Resta pouco a dizer, mas o resto é essencial

Crítica do Programa II do Festival Resta Pouco a Dizer

15 de março de 2008 Críticas
Performance: Respiração +. Foto: divulgação.

Assisti no Oi Futuro ao segundo programa do conjunto de peças curtas de Samuel Beckett, apresentadas sob o nome Resta pouco a dizer, dirigidas por Adriano e Fernando Guimarães. O programa se inicia pela apresentação da performance Respiração +. Esta consiste em: duas caixas de vidro, suspensas por uma armação de ferro, contendo água. Dois performers, por meio de escadas, entram nas caixas. Um terceiro performer porta uma campainha e um relógio. A cada ressoar da campainha, um dos performers emerge da água e instantaneamente diz um texto que alude ao ato de respirar (necessidade, capacidade, etc.).

A respiração ali está, por sua escassez, acentuada. O movimento habitual e por vezes imperceptível (por sua freqüência) é transmudado em artifício, pela via da restrição. Pela falta, percebemos a respiração em sua necessidade. Ecos desta primeira performance ocorrem, em seguida, sobre o palco, onde são substituídas as caixas por baldes (Respiração I e Respiração II).

As “Respirações” (o conjunto das performances) procedem como uma costura entre as três peças encenadas. Ao que me parece, há um forte diálogo entre os textos e as performances. Primeiramente gostaria de apontar duas opções feitas pelos diretores, o modo como foram levadas à cena: Catástrofe, Ato sem palavras II e Jogo.

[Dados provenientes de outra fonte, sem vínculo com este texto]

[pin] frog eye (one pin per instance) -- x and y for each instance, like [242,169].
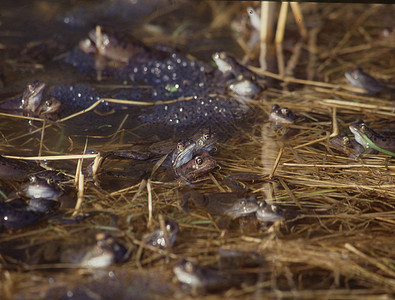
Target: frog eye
[189,267]
[222,55]
[199,160]
[275,107]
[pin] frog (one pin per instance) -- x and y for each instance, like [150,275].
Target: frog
[31,103]
[14,218]
[157,238]
[230,204]
[268,213]
[369,139]
[200,142]
[183,153]
[106,250]
[281,115]
[49,109]
[362,80]
[32,98]
[202,279]
[196,167]
[40,188]
[347,145]
[17,169]
[238,78]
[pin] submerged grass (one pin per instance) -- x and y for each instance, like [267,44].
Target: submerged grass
[337,238]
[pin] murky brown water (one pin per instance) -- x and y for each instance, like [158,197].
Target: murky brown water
[335,238]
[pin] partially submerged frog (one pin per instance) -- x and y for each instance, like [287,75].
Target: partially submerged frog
[239,78]
[349,146]
[200,142]
[362,80]
[157,237]
[370,139]
[13,218]
[105,252]
[40,188]
[32,98]
[31,102]
[202,279]
[229,204]
[281,115]
[196,167]
[17,169]
[268,213]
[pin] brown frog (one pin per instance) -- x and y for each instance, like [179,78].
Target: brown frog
[196,167]
[223,204]
[31,102]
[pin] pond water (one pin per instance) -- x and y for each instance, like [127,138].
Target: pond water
[199,191]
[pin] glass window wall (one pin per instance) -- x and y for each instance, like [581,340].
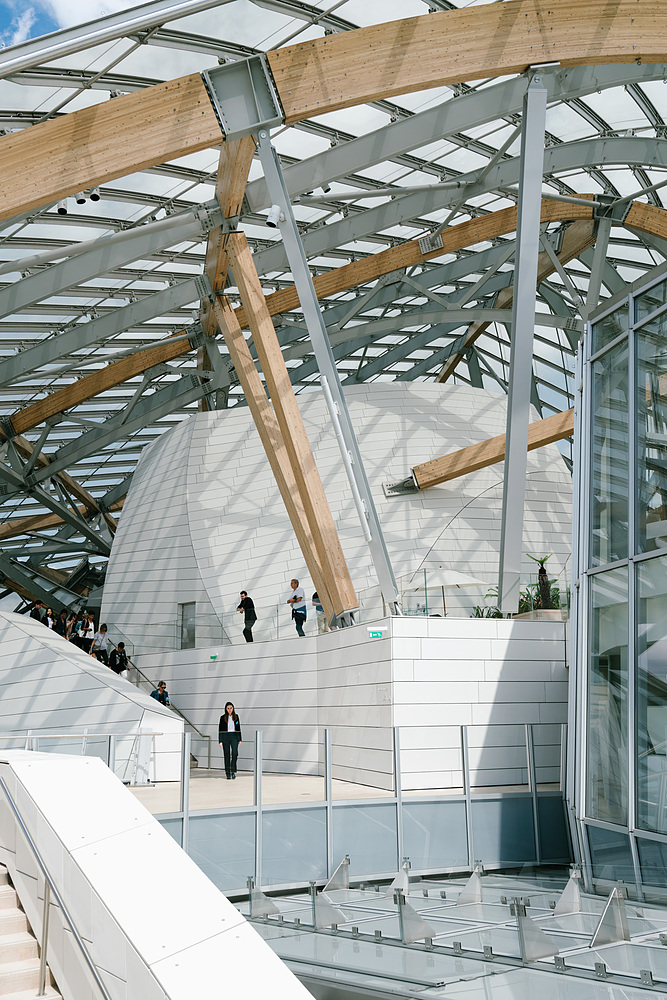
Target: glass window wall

Foi mantida, nas três montagens, certa “fidelidade” aos textos de Beckett: não houve justaposição de outros elementos, nem a inserção de citações. Outro ponto comum: algumas rubricas dos textos foram expostas via projeção; era oferecido desse modo um contato direto com um fragmento da peça escrita (sabia-se de antemão os elementos de base das cenas que se dariam a seguir).

Sugiro agora (de modo inconsistente, mas somente para dar a ver alguns pontos) interpretações sobre as peças de Beckett. As três estruturam-se sobre um regime de coerção. Catástrofe se sustenta entre a possibilidade e a impossibilidade do ver. Ato sem palavras II, pela repetição de uma mesma partitura física em ritmos díspares, coloca ação e inação como possíveis. Em Jogo, o curto tempo concedido a fala, a expõe a contínuas restrições. Se possíveis são essas visadas sobre os textos, digo que as “Respirações” foram estruturadas sobre princípios similares: é na economia de elementos, no limite a que estes são forçados, estando quase por perder suas fronteiras (o que vemos pode tornar-se indistinto aos olhos), que é performatizada a necessidade. Pela escassez, aquilo que a principio nos é comum, se presentifica.

Todo o programa me pareceu ter sido gerado através do franco diálogo com os textos escolhidos, criando-se, a partir do material oferecido por estes, as performances Respiração +, Respiração I e II; e estas por estarem ali, por entre as peças, são também produtoras de ecos. Esbarra-se por vezes em excessos nas interpretações dos atores (Catástrofe) ou problemas na dicção (Jogo), mas, de todo modo, o programa 2 de Resta pouco a dizer me pareceu ser uma proposta consciente e sensível às demandas dos textos de Samuel Beckett.